Improved performance of quantum dot light-emitting diodes by hybrid electron transport layer comprised of ZnO nanoparticles doped organic small molecule

Abstract

Abstract ZnO nanoparticles (NPs) are widely employed as the electron transport layer (ETL) material in quantum dot light-emitting diodes (QLEDs) due to their excellent electron transport properties and inherent stability. However, the unbalanced carrier injection caused by the redundant electron injection is a common phenomenon existing in QLEDs with ZnO ETL. Here, based on the lower electron mobility and shallower lowest unoccupied molecular orbit (LUMO) of most organic electron transport ·materials than ZnO NPs, we report a strategy to modulate the electron transporting properties of ZnO NPs by doping organic small molecular electron transport materials.
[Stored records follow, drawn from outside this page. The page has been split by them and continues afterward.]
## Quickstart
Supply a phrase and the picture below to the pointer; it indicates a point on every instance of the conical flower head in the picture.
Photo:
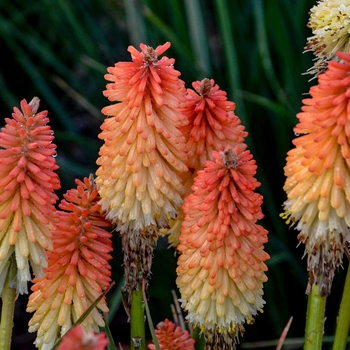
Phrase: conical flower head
(143, 153)
(329, 21)
(212, 123)
(143, 148)
(27, 198)
(318, 174)
(221, 267)
(211, 126)
(172, 337)
(78, 270)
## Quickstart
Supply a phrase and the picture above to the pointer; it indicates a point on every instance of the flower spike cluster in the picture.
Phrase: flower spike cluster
(211, 126)
(78, 270)
(221, 268)
(329, 21)
(27, 184)
(212, 123)
(318, 174)
(143, 153)
(172, 337)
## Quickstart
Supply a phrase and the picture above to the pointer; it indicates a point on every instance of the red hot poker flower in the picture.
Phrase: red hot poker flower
(143, 153)
(27, 184)
(212, 123)
(318, 174)
(78, 270)
(221, 266)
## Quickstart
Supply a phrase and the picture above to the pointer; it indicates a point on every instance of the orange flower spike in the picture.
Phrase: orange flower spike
(77, 339)
(212, 123)
(318, 176)
(144, 153)
(172, 337)
(27, 184)
(78, 270)
(221, 266)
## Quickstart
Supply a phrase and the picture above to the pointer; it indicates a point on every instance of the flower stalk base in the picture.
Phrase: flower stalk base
(343, 325)
(8, 307)
(137, 320)
(315, 318)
Several kinds of small molecular dopants including LiQ (lithium 8-quinolate), TPBi (1,3,5-tris(N-phenylbenzimidazol-2,yl) benzene), and BPhen (4,7-diphenyl-1,10-phenanthroline) are separately introduced to modify ZnO. The resulting device with LiQ-doped ZnO ETL at a doping ratio of 7 wt% exhibits the optimal performance at peak current efficiency (CE) and external quantum efficiency (EQE) up to 8.07 cd/A and 7.74%, which are about 1.93- and 1.94-fold higher than 4.19 cd/A and 3.98% of the device with pristine ZnO ETL, respectively. The improvement of performances can be mainly attributed to the inhibition of electron injection and interfacial exciton quenching by the use of LiQ-doped ZnO ETLs. This work may offer a promising method for fabricating high performance QLEDs and promote their application development in the display fields.